Gays and Lesbians

(old man with granddaughters talking to young man next to him)
Old man: Do you think these girls are pretty?
Young man: Sure, they're pretty.
Old man: Should you like to go on a date with one of them?
Young man: I'm gay.

–4 Train

Overheard by: Brooklynisbetter

Deaf Chick Lesbian Porn Is Always the Hottest

College girl: Fuck, I have to do this research paper on Anne Frank over the holiday week!
College guy #1: Make sure to include the part about her being a lesbian.
College guy #2: Anne Frank was not a lesbian, you idiot!
College guy #3: No, I am pretty sure I saw one of the videos she made once.
College girl (walking away): I'm gonna go throw up.
College guy #2: How the hell did either of you even get into college?

–8th St & 6th Ave

Male NYU student #1: I find myself oddly attracted to Diane Keaton.
Male NYU student #2: that's pretty gross, dude.
(pause)
Male NYU student #2: Wait, isn't she a lesbian?
Male NYU student #1: Nah, I think that's Jodie Foster.
(pause)
Male NYU student #2: Yeah, that's pretty gross, dude.

–Washington Square Park

Overheard by: Junkballer

Chick on cell: In the past three weeks, I've been to more tranny-hosted parties than non-tranny hosted parties.

–Columbia University

Overheard by: Ladle

Mini-Asian teen: Well he's not a real man in the sense that he has a penis, or like, male reproductive organs.

–6 Train

Loud woman: I can't tell whether he's a lesbian or just gay.

–Bamboo 52

Overheard by: Aidan

Angry man: Suck my pussy dick!

–Canal St

Overheard by: Kaitlen

Black woman to group of friends, after watching an attractive black man walk by: Mmmmm, he so fine! I wanna stick my dick up that ass!

–Duane Reade

Bum on subway: (singing) when I go into space, I'ma take a stripper wit' me!
(woman puts a dollar bill in his cup)
Bum: I'ma take a trannie too, but the trannie cost extra!
(man puts a dollar in his cup)
Bum: La dee da!

–L Train from Williamsburg

Guy at bar: I’m sorry if I’m being an asshole.
Gay bartender: Oh, don’t worry -I deal with assholes all the time.

–Montien, 12th & 3rd

Black girl #1: Can I feel the inside of your ear?
Black girl #2: Um…
Black girl #1: I’m not gay, I just like the way ears feel!

–6 Train

Hipster chick: It costs like $280 to go blonde, which seems expensive but it’s totally worth it because then you’re blonde.

–Hop Scotch

Overheard by: bildita

Hipster: My brother entitled all of his college essays "Heeeey Essaaaaay!"

–Smith Street & President

Overheard by: Michelle C.

(drunk or ill hipster guy lying on stairs moans pitifully and vomits)
Hipster’s friend, looking away and pretending not to know him: Ha! Fag!

–7th Ave

Young hipster: Let’s face it, at some point I’m gonna be homeless.

–Union Square

Overheard by: Conti

Hipster girl: Pickles are so in right now.

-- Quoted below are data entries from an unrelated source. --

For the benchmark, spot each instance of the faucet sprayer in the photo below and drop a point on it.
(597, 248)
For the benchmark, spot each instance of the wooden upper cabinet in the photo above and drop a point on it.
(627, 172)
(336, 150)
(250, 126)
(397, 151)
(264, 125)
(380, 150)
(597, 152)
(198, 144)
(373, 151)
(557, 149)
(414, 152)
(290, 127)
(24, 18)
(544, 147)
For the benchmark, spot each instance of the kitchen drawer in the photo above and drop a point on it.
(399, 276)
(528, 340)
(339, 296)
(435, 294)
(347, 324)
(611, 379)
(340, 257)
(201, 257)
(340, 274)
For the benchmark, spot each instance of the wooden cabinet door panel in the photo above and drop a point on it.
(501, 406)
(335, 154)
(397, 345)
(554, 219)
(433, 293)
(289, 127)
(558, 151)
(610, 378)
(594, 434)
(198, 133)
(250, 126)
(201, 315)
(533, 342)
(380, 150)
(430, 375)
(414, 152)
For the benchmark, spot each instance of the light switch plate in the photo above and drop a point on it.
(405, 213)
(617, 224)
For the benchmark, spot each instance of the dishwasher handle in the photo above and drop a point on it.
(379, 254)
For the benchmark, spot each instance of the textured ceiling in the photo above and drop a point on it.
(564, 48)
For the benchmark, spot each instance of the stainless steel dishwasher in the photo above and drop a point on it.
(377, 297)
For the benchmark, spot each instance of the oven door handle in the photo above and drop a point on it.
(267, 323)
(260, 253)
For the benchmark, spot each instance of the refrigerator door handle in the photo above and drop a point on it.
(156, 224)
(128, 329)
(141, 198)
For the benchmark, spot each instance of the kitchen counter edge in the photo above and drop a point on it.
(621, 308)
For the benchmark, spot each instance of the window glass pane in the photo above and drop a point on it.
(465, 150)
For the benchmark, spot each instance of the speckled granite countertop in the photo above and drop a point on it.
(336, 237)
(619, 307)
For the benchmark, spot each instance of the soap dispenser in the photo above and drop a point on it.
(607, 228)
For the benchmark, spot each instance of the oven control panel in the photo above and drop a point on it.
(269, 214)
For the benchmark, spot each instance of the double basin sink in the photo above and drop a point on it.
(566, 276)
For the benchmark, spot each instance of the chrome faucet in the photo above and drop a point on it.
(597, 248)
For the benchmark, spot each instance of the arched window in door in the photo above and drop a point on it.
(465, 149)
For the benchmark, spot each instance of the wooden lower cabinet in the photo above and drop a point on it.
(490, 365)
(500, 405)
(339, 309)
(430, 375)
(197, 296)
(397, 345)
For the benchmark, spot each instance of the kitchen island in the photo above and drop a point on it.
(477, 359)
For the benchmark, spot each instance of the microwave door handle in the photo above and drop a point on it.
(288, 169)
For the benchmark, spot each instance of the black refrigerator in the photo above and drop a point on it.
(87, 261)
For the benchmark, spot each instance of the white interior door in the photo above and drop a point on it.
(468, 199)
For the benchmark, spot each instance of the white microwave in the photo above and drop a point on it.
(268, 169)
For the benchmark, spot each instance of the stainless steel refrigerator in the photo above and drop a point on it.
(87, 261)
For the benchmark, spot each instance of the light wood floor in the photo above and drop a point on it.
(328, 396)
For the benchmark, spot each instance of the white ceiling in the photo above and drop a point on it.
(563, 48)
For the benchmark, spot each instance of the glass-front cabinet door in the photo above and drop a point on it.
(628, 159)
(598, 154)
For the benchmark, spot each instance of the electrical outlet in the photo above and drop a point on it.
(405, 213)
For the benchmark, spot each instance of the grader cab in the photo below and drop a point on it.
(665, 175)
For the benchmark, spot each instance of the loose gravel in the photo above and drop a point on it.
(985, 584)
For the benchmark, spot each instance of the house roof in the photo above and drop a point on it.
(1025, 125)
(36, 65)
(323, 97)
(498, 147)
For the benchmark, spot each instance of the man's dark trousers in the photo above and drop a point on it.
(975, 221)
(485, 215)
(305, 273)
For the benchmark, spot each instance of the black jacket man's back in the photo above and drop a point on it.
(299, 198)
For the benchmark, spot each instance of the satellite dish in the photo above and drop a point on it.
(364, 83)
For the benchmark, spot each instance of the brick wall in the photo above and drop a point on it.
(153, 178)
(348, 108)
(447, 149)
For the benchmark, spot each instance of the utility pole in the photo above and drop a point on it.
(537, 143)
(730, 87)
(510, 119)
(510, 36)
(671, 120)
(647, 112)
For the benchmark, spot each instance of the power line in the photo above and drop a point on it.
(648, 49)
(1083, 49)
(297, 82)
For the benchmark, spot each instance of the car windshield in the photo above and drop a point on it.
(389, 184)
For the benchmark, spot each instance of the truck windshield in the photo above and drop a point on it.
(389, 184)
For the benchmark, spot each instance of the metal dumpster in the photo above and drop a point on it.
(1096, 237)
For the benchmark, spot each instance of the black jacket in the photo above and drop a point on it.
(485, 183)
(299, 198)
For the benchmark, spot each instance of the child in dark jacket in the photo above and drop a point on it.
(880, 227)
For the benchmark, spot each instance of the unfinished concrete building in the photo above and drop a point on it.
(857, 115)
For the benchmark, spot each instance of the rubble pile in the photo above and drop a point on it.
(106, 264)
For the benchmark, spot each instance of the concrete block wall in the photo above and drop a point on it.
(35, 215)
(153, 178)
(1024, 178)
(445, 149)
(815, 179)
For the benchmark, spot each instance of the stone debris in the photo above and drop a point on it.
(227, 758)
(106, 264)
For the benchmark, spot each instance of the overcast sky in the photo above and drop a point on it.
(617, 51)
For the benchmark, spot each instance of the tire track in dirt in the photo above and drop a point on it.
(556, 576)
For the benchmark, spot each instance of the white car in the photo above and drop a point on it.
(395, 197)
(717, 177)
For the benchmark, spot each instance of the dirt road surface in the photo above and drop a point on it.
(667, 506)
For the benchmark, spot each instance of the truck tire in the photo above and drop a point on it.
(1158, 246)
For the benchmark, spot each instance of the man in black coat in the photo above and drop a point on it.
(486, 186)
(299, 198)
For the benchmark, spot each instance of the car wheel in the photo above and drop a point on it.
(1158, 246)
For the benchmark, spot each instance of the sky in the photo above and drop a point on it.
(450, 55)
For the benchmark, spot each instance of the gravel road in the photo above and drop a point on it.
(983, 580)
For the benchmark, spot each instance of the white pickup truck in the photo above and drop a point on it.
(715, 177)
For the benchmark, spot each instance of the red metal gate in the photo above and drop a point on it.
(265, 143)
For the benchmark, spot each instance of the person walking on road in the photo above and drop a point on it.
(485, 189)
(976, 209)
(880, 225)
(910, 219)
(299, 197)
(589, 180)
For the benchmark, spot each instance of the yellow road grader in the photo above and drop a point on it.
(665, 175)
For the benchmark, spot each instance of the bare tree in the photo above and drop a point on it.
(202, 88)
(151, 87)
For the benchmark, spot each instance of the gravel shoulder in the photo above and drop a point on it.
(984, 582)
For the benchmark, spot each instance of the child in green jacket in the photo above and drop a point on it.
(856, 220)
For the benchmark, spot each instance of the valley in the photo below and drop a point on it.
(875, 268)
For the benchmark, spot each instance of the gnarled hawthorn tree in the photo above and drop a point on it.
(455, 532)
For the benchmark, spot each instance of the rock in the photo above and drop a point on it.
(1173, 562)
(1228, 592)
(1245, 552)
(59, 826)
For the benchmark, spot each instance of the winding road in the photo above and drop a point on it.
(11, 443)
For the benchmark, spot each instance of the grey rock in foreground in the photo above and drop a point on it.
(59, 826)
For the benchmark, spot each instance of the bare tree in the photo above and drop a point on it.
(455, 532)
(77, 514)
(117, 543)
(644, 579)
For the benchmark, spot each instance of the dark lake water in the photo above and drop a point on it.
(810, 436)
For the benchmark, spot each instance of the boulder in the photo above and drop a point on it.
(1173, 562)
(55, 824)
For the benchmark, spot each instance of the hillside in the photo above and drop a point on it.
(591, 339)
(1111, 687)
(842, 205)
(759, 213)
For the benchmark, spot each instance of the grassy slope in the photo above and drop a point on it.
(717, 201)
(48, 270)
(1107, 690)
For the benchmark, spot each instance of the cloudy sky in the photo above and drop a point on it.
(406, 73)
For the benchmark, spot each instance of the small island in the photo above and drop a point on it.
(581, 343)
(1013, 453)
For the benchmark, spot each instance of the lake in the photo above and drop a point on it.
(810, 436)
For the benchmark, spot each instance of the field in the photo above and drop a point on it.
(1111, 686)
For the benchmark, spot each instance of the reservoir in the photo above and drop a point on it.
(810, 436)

–Renegade Arts Festival, Williamsburg

White queer to friend: So I was sitting there at the restaurant with my parents and looked to my left, and who was there? LL Cool J! Ooooh, girl, he is fine. I was all: "Hey, LL, you can park your big Underground Railroad right in my behind!"

–UES

Hipster: You can’t really enjoy Evel Knievel in the traditional sense.

–St. Mark’s Place

Nine-year old boy to another: Ooh, Indiana Jones! Look, Shia LaBeouf! I used to go out with him.

–St. Mark’s Place

Overheard by: learned something new about Shia LeBeouf

Proud teen: I had my picture taken with Dennis Rodman’s sister.

–Houston & West Broadway

Worried hipster: And I think Judge Judy would just say that I don’t have a leg to stand on.

–W 19th St

Bus driver: I know what it’s like to miss a flight. You have to ride a Greyhound bus and sit next to a fat guy who eats Cheez-Its and talks about Scott Baio way too much.

–NYAS Shuttle, JFK

Overheard by: innocent bus rider

Hipster #1: Yeah, my 500-pound lesbian aunt went to Woodstock when she was 16. She still lives there.
Hipster #2: God, I wish I had been at Woodstock when I was 16.
Hipster #3: I wish I was a 500-pound lesbian in Woodstock.

–N 6th St, Williamsburg

Girl #1: So both the girls took off their panties and spread their cheeks for the crowd. And you would not believe it, but the one girl started eating the other one’s ass!
Girl #2: Nothing says “goodnight” like a good ass licking.